Class ClohessyWiltshireDynamics

Inheritance Relationships

Base Type

Class Documentation

class ClohessyWiltshireDynamics : public lupnt::AnalyticalDynamics

Clohessy-Wiltshire (linearized two-body relative motion) propagation of a chief-relative Cartesian state.

Propagates a RelCart6 (relative position/velocity, e.g. in the chief’s RTN frame) using the analytic CW state transition matrix for a circular reference orbit of semi-major axis a and mean motion n. Used for fast formation-flying / rendezvous relative-motion propagation where the CW linearization (circular reference, small separation) is adequate.

Public Functions

ClohessyWiltshireDynamics(Real a, Real n)

Construct with the chief orbit’s semi-major axis and mean motion.

Parameters:

  • a – Chief orbit semi-major axis [m or consistent length unit].

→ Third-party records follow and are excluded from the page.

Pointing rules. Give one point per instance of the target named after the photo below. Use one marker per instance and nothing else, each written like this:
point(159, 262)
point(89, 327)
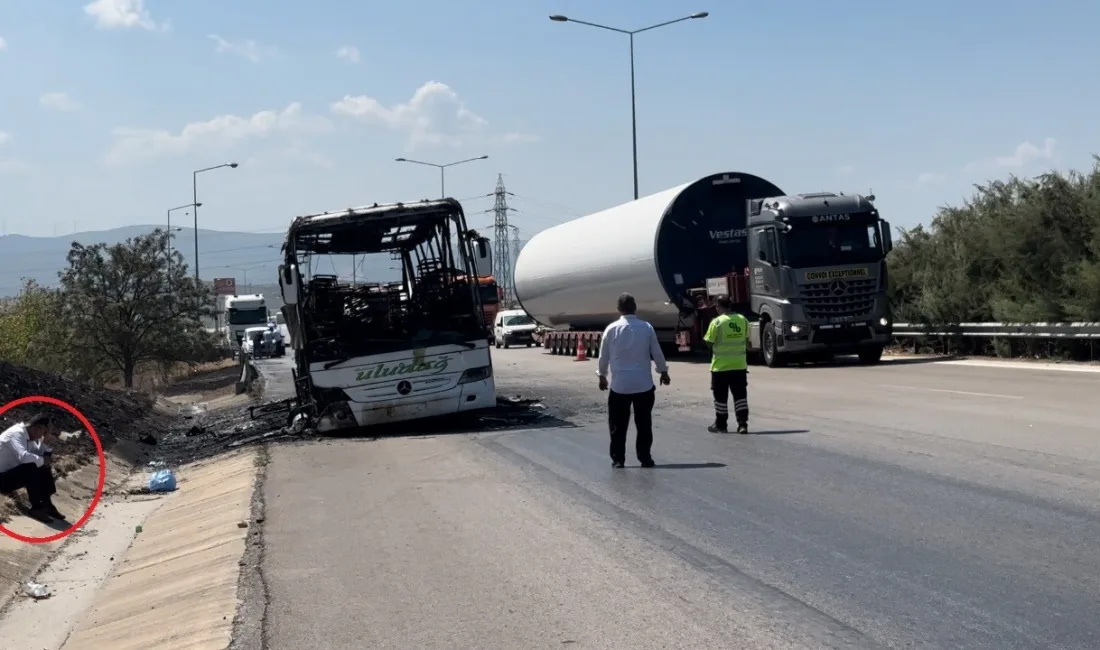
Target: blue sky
point(108, 107)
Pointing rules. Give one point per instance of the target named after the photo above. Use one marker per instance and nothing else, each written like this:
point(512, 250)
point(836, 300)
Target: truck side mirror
point(288, 283)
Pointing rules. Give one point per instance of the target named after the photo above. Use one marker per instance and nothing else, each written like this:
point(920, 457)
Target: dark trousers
point(618, 421)
point(37, 481)
point(722, 384)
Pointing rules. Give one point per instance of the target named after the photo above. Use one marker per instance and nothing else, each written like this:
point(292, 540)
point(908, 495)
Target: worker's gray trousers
point(722, 384)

  • n – Chief orbit mean motion [rad/s].

Mat6 ComputeMat(Real tf)

Compute the Clohessy-Wiltshire state transition matrix for elapsed time tf.

Returns Phi = A * B(n_*tf) mapping the integration-constant vector K_ (solved for at the first call to Propagate) to the relative state at t0_ + tf.

Parameters:

tf – Elapsed time since t0_ [s].

Returns:

6x6 CW state transition matrix.

virtual State Propagate(const State &state, Real t0, Real tf, const State *u, MatXd *stm) override

Propagate the relative Cartesian state using the Clohessy-Wiltshire solution.

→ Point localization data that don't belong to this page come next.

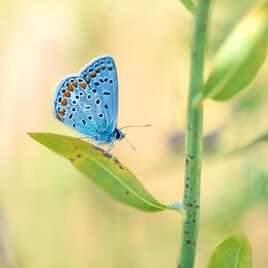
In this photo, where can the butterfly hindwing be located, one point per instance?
(88, 102)
(101, 75)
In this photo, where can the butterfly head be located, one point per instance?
(119, 135)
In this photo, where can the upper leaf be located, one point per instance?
(233, 252)
(240, 57)
(103, 169)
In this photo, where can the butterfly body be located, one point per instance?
(88, 101)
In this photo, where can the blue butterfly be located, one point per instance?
(88, 101)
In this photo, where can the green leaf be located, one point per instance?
(233, 252)
(242, 148)
(240, 57)
(104, 170)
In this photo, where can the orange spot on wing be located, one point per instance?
(63, 102)
(70, 88)
(74, 83)
(93, 74)
(62, 112)
(66, 94)
(83, 85)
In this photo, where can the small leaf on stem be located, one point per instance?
(239, 59)
(104, 170)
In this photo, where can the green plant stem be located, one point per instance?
(194, 138)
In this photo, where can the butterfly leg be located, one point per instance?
(110, 147)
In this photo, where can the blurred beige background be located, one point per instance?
(54, 217)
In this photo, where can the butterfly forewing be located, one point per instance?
(88, 102)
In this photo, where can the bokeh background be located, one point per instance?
(50, 215)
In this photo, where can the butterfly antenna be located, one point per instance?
(130, 145)
(146, 125)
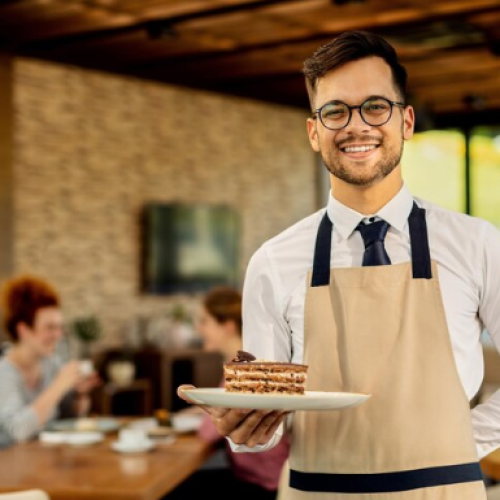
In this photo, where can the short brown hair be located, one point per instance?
(352, 46)
(224, 304)
(21, 298)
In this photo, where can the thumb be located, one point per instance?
(185, 397)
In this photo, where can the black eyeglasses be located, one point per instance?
(375, 111)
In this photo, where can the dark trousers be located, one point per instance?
(220, 484)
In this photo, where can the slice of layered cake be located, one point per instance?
(246, 374)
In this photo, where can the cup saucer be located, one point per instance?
(143, 446)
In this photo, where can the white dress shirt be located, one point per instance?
(467, 252)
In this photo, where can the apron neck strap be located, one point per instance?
(419, 241)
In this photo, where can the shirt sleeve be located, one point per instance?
(18, 419)
(266, 333)
(486, 417)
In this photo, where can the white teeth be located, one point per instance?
(359, 149)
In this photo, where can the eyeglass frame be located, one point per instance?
(350, 108)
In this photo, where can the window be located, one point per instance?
(434, 168)
(485, 173)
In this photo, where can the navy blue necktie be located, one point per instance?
(373, 236)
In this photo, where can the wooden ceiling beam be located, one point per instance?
(366, 19)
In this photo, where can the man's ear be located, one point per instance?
(408, 123)
(312, 132)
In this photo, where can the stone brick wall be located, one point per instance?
(90, 149)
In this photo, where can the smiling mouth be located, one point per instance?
(359, 149)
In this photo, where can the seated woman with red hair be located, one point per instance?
(34, 383)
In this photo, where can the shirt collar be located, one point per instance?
(395, 212)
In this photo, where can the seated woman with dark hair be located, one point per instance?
(252, 475)
(34, 383)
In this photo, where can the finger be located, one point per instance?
(273, 428)
(242, 432)
(260, 434)
(185, 397)
(227, 422)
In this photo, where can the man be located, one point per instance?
(379, 294)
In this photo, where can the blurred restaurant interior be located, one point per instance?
(149, 147)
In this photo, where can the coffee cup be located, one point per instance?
(132, 437)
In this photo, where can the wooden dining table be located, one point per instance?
(97, 472)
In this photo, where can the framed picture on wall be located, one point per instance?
(189, 248)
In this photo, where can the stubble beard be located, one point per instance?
(360, 175)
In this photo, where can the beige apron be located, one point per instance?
(382, 331)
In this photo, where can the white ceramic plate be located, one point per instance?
(72, 438)
(186, 422)
(132, 448)
(84, 438)
(309, 401)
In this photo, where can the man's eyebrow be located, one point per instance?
(374, 96)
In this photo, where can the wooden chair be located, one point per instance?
(25, 495)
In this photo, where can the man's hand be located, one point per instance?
(242, 426)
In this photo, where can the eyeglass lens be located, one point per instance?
(374, 112)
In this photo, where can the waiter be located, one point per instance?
(379, 293)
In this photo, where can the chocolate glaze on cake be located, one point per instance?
(246, 374)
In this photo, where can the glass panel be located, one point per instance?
(434, 167)
(485, 173)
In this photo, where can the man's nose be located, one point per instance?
(356, 121)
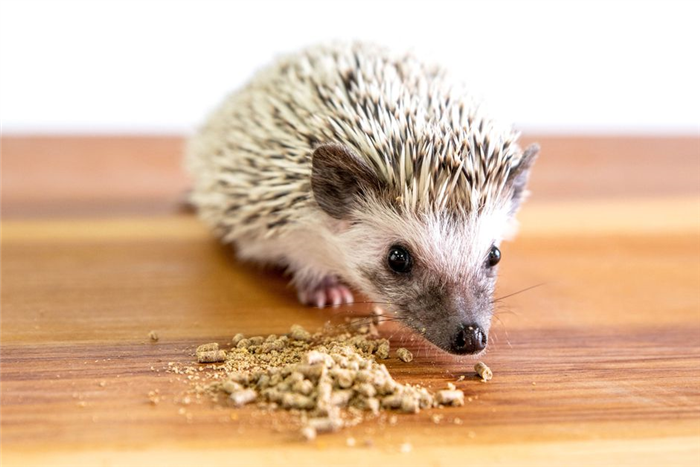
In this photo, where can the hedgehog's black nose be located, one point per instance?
(470, 339)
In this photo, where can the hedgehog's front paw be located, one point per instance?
(328, 293)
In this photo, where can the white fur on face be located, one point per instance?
(451, 247)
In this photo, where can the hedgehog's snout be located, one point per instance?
(470, 339)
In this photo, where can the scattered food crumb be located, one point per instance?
(483, 371)
(154, 397)
(210, 353)
(308, 433)
(404, 354)
(330, 379)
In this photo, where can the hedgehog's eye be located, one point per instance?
(494, 256)
(399, 259)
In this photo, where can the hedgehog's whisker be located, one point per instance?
(518, 292)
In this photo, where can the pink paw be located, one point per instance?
(326, 294)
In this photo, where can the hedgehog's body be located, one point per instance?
(334, 159)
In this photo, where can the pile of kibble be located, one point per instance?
(319, 375)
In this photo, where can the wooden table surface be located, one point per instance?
(599, 365)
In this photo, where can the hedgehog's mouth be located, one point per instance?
(465, 339)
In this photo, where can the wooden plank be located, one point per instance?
(611, 339)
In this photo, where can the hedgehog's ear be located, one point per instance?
(339, 179)
(519, 175)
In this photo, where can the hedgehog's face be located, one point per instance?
(435, 270)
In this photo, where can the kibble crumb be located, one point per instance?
(404, 354)
(383, 349)
(210, 353)
(450, 397)
(331, 379)
(236, 339)
(308, 433)
(483, 371)
(299, 333)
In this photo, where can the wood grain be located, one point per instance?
(599, 365)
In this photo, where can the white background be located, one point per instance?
(160, 66)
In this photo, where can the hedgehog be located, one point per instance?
(359, 169)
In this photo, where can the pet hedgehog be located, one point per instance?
(357, 168)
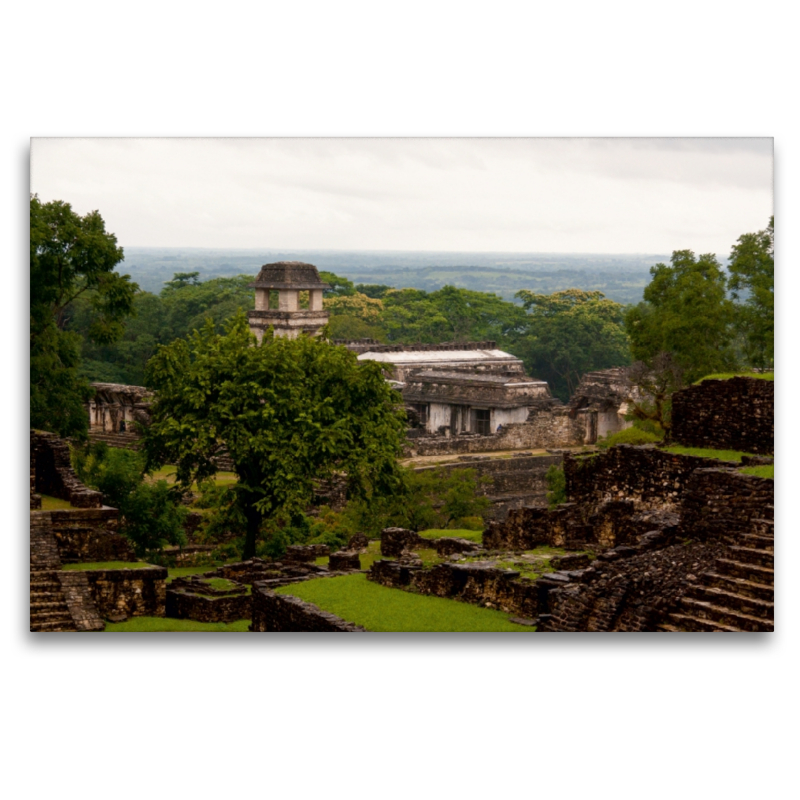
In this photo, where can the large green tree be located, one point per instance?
(570, 333)
(752, 285)
(686, 312)
(290, 412)
(72, 260)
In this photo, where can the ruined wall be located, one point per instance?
(736, 414)
(723, 505)
(187, 605)
(275, 612)
(53, 473)
(80, 602)
(543, 429)
(629, 594)
(129, 592)
(644, 474)
(514, 482)
(576, 527)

On the first call (or whenever t0 changes), solves for the CW integration constants K_ from x0 via ComputeMat(t0), then evaluates xf = ComputeMat(tf - t0) * K_.

Parameters:

  • state – Initial relative Cartesian state (RelCart6) at time t0.

  • t0 – Initial epoch [s].

  • tf – Final epoch [s].

  • u – Unused (no control input).

  • stm – Output: CW state transition matrix d(xf)/d(x0); left unmodified if nullptr.

Returns:

Propagated relative Cartesian state at time tf.

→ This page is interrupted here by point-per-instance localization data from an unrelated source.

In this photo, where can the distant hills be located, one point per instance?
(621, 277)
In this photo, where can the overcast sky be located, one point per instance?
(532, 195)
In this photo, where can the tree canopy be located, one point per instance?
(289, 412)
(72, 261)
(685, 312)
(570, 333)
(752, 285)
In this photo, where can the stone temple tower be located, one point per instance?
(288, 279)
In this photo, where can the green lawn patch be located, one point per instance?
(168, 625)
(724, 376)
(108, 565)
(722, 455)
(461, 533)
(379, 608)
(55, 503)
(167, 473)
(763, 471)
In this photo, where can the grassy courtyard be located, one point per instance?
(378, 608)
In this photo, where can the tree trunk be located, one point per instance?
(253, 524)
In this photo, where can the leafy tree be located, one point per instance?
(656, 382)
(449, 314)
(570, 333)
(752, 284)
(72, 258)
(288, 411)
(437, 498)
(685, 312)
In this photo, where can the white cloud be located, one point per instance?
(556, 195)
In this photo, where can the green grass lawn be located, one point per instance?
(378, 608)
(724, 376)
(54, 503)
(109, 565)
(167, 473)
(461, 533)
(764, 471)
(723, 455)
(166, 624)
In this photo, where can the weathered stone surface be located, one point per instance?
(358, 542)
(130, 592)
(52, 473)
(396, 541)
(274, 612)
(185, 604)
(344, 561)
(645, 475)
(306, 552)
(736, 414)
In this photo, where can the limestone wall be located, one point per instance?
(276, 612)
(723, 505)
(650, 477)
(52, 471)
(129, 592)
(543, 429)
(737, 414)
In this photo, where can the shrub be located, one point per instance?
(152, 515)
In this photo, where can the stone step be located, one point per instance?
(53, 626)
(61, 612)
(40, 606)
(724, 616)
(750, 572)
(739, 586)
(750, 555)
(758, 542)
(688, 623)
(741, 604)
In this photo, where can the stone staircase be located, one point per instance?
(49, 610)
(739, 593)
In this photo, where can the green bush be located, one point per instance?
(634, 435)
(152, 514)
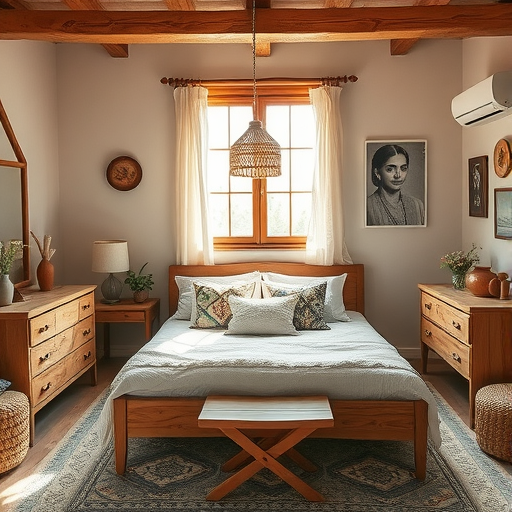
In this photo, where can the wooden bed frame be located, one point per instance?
(136, 416)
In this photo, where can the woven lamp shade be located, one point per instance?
(255, 154)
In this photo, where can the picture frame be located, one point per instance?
(478, 179)
(392, 199)
(503, 213)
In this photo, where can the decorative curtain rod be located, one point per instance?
(306, 82)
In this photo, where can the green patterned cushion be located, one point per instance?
(212, 304)
(309, 311)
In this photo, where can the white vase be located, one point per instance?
(6, 290)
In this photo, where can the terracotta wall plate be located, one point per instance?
(502, 158)
(124, 173)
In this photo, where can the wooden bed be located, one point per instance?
(136, 416)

inline virtual StateType GetStateType() const override

Return RelCart6::TYPE, the relative-position/velocity state type propagated by this model.

virtual State Propagate(const State &x0, Real t0, Real tf, const State *u = nullptr) override

Propagate the state from t0 to tf without computing a state transition matrix.

Forwards to Propagate(x0, t0, tf, u, nullptr).

Parameters:

  • x0 – Initial state at time t0.

  • t0 – Initial epoch [s].

  • tf – Final epoch [s].

  • u – Optional control/forcing input; unused by analytic propagators.

Returns:

Propagated state at time tf.

virtual MatX Propagate(const State &x0, const VecX &tfs, const State *u = nullptr) override

Propagate the state to a sequence of output epochs, all relative to the initial epoch tfs(0).

Unlike the generic Dynamics::Propagate(x0, tfs, u), each output row is computed directly as Propagate(x0, tfs(0), tfs(i), u) (parallelized with OpenMP), exploiting the fact that analytic propagators can jump to any tf in one step without re-using the previous step’s result.

Parameters:

  • x0 – Initial state at tfs(0).

  • tfs – Vector of output epochs [s], including the initial epoch as tfs(0).

  • u – Optional control/forcing input; unused by analytic propagators.

Returns:

Matrix whose i-th row is the propagated state at tfs(i).